¡SÍGUENOS DESDE TU CORREO!

miércoles, 14 de marzo de 2012

CUANDO UN CRACK HACE CRACK

"Amor para mi compañero y amigo @rickyrubio. Que te recuperes rápido. Te echaremos de menos" (Kevin Love vía twitter)

Uno de los motivos más recurrentes en este blog, un tópico al que gustamos de aferrarnos en nuestros sufridos debates baloncestísticos, es el del “what if?”, ese escenario ucrónico sobre lo que pudo haber sido y no fue. Algo habitual en el mundo del deporte, un escenario en el que el aficionado tiende a idear, e incluso idealizar, una visión de los acontecimientos en la que el máximo potencial haya podido ser desarrollado sin impedimento ni traba alguna.

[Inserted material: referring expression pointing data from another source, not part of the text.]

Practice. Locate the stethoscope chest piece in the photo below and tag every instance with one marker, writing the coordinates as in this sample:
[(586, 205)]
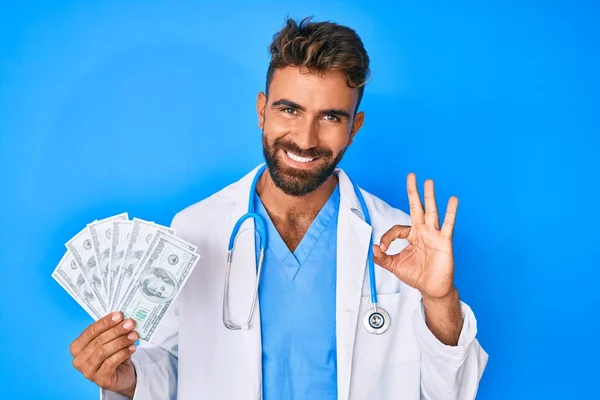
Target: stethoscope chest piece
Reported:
[(377, 321)]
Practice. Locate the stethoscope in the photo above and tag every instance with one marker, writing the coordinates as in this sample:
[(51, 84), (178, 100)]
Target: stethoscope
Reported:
[(376, 320)]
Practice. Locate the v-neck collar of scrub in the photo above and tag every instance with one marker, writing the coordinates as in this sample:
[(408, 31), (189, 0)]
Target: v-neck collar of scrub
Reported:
[(293, 261)]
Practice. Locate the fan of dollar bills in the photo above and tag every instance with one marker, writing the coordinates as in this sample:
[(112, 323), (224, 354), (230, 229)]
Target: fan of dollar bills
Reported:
[(134, 266)]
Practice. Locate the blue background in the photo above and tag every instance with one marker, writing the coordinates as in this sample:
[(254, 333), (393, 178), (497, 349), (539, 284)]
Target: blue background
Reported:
[(148, 107)]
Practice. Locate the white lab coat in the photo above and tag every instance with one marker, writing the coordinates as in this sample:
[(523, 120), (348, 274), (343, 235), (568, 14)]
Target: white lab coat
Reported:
[(193, 356)]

La historia del deporte en general y del baloncesto en particular está jalonada de “what if?s”, equipos que podían haber sido dinásticos, entrenadores que hubieran entrado en la historia de haber recibido la confianza y medios necesarios, y por supuesto, jugadores que no llegaron a explotar lo mejor de su juego. Hay muchas razones para explicar porque carreras que parecían destinadas a establecerse como legendarias se quedaron simplemente en buenas, normales, regulares, o incluso en otros casos fueron un fracaso, o yendo más allá en algunos casos más puntuales ni siquiera llegó a haber carrera. La falta de profesionalidad, una cabeza mal amueblada, ser poseedor de una naturaleza adictiva, ausencia de disciplina y de sacrificio, malos hábitos, endeblez mental, falta de ambición… todos estos factores determinarán en mayor o menos medida la brillantez de una trayectoria deportiva, y luego están, por supuesto, las lesiones. 

Al fin y al cabo todos estos factores de los que hemos hablado son perfectamente controlables, o deberían serlo, por el propio sujeto, dueño y señor de su vida y del talento con el que ha sido dotado, y libre de elegir entre sacrificarse para hacerse un hueco en la historia reservado sólo a los más grandes o simplemente tener una carrera que le sirva para vivir, y en la que nunca le faltarán ofertas dada su calidad innata. En ese sentido incluso tendemos a sentir simpatía por los segundos, deportistas más humanizados que como que cualquier hijo de vecino demuestran una tendencia natural al hedonismo, y nos parece comprensible que se dediquen a meter más puntos fuera de los terrenos de juego que dentro de las pistas. Los vemos como unos trasuntos de Curro Romero a los que hay que dejar a su aire, arriesgarse a pagar la entrada, y encontrarte con una faena de dos orejas y rabo (no sé que hago utilizando metáforas taurinas cuando soy contrario a esa “fiesta”) que te deje el alma henchida de gozo y placer para un mes, o encontrarte un espectáculo deplorable simplemente porque al genio no le apeteció ese día ponerse el mono de trabajo, y la caprichosa musa, si no se la entrena un poco, puede volar de una azotea a otra y buscarse acomodo en otro artista con más ganas de mover el culo. Pero en definitiva, ¿acaso hay alguien que no sintiese simpatía por Mágico González? 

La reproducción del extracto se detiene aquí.